|
|
Bugzilla Link |
1052 |
Created on |
Mar 14, 2013 15:27 |
Version |
svn |
OS |
Linux |
Architecture |
PC |
Attachments |
loop09A.sac |
Extended Description
Created an attachment (id=952)
source code to reproduce fault
sac2c -V
sac2c v1.00-beta (Haggis And Apple)
product rev 18069 linux-gnu_x86_64
(Wed Mar 13 17:40:45 EDT 2013 by sac)
I have made the SAC and C versions of loop09 match again, in the sense
that they return the same results. I have also reverted loop09 to the
earlier, imperative version, and created loop09A, a version that uses
the sparse vector-matrix multiply that I use in APEX.

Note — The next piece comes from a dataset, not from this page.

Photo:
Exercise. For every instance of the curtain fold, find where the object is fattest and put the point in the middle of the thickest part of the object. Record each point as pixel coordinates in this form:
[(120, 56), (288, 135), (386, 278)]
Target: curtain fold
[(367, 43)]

Results are good, Almost... Here are the CPU times and cache miss rates
for same:
sac2c loop09A.sac -O3 -dolacsi -doawlf -nowlf -O3
CPU (usec) L1miss L2miss
loop09.c 2210390 20547020 1304
wlf loop09.sac 5228058 20041898 5567
awlf loop09.sac 2388230 19047599 2421
wlf loop09A.sac 10575784 64461221 6619
awlf loop09A.sac 4779216 105809057 3539
It is the last line that is puzzling. IMO, its performance should be
extremely close to that of the third line. But, it ain't.
What is going on is, essentially, this:
- Originally, Cond_0() in the inner loop is passed a 1-element vector V.
It uses V0=V[0] as GENERATOR_BOUND2( [V0]) and GENARRAY_SHAPE( [ V0]).
- -dolacsi allows elimination of the sel V0 = V[0],
- Someone (SAA?) generates V' = [ V0] as the result shape of the
Cond_0 result.
- Eventually, we end up with a funcond at the end of Cond_0(),
roughly of this form:
V' = [ V0];
shp = flat_1 ? V' : V;
Both legs of the funcond match, so this is really just: shp = V.
That should get shp lifted out of Cond_0(), but nothing has
enough smarts to do that.
We end up, therefore, with all this baggage in the inner loop,
of which the building of V' is causing most of the harm.
Possible actions:
1. I do not think we can do much in LACSI about these things.
The shp-related code goes through a lot of optimization before
we get to the point above.
2. We do happen to have AVIS_SCALARS( V) = [ V0]. It should be possible
to make CF or one of its buddies that looks at funconds check to see
if one funcond argument is an N_array that matches the AVIS_SCALARS
of the other and, if so, replace things appropriately:
shp = flat_1 ? V : V;
[Premature replacement by: shp = V; is bad, because of the delicate
nature of the funcond structure. That will get done elsewhere.]
The latter is fairly straightforward, so I'm going to try that approach.